Después de escapar y descubrir que su mujer y su hijo han sido asesinados, Máximo se dirige a los desiertos del norte de África, donde es vendido como esclavo a Próximo (el difunto Oliver Reed), un administrador de gladiadores. Cuando Cómodo levanta la prohibición de gladiadores impuesta por su difunto padre en Roma, en un intento de distraer al pueblo del hambre y las plagas, Maximus se abre paso a cuchilladas hasta llegar a la cima, y la película termina, por supuesto, con la Gran Pelea.

Esta misma historia podría haber sido un entretenimiento emocionante; acabo de volver a ver la maravillosa «Los cazadores del arca perdida», que es igual de imbécil pero 12 veces más divertida.
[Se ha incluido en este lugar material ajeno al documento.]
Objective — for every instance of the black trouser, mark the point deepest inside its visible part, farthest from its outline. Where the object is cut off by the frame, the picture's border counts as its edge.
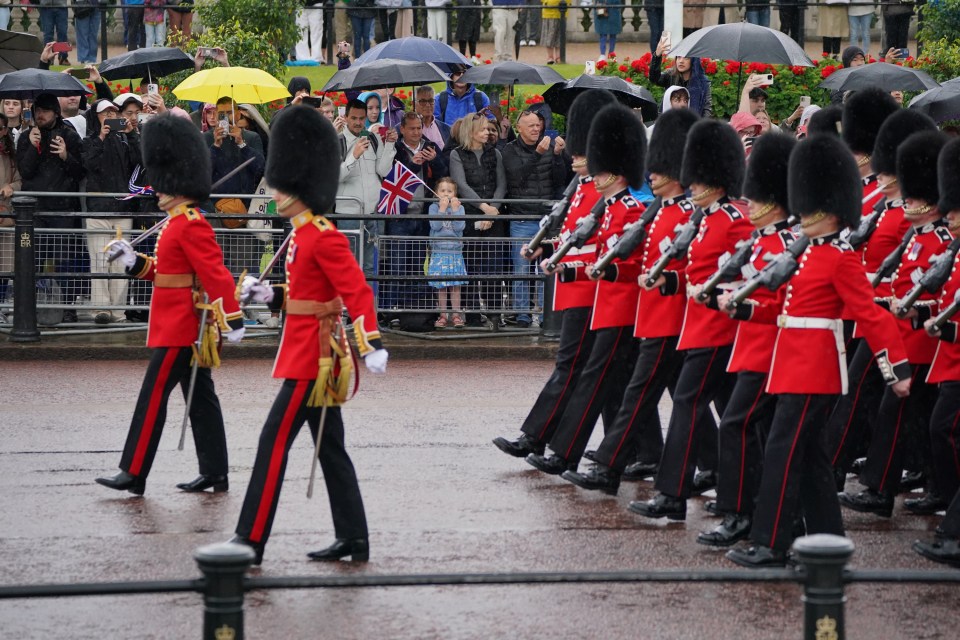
(287, 415)
(168, 367)
(691, 436)
(796, 474)
(604, 377)
(945, 440)
(743, 428)
(576, 343)
(901, 423)
(848, 429)
(636, 428)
Pero a «Gladiator» le falta alegría. Emplea la depresión como sustituto de la personalidad, y cree que si los personajes están lo suficientemente amargados y malhumorados, no nos daremos cuenta de lo aburridos que son.

Commodus (Joaquin Phoenix) es uno de esos emperadores romanos malcriados, autoindulgentes y petulantes que se hicieron famosos en la época de las grandes epopeyas romanas, que terminó con «Espartaco» (1960). Al verlo en sus arrebatos, recordé al gran Nerón de Peter Ustinov en «Quo Vadis» (1951), que recogía sus lágrimas para la posteridad en pequeños frascos de cristal. Cómodo tiene vicios inusuales incluso para un César; quiere convertirse en el amante de su hermana mayor Lucilla (Connie Nielsen), cuyo hijo está criando como su heredero.

La columna vertebral moral de la historia se domina fácilmente. Cómodo quiere ser un dictador, pero se le opone el senado, liderado por Graco (Derek Jacobi). Los senadores quieren que proporcione alcantarillado al distrito griego de la ciudad, donde la peste hace estragos, pero Cómodo se decide en cambio por una temporada de juegos. Proximo llega con sus experimentados gladiadores de África, que resultan casi invencibles y amenazan la popularidad del emperador. La lección moral: es bueno que los gladiadores masacren a todos los que están a la vista, y luego entreguen el poder a los políticos.

Las producciones del Coliseo juegan como la lucha libre profesional. Los eventos se escenifican para recrear batallas famosas, y después de que los visitantes aniquilen al equipo local, un desconcertado Cómodo le dice a su ayudante: «Mi historia es un poco confusa… ¿pero no deberían perder los bárbaros la batalla de Cartago?». Más tarde, un locutor se dirige literalmente a la multitud con estas palabras: «César se complace en presentarles al único campeón invicto de la historia romana: el legendario Tito». Las secuencias de la batalla son una pálida sombra de la lúcida coreografía de espadas de «Rob Roy» (1995); en lugar de movimientos que podamos seguir y de una estrategia que podamos apreciar, Scott opta por primeros planos confusos de acontecimientos temibles pero indistintos. El público aplaude, aunque los que están en los asientos más baratos son imposibles de ver debido a los turbios efectos especiales.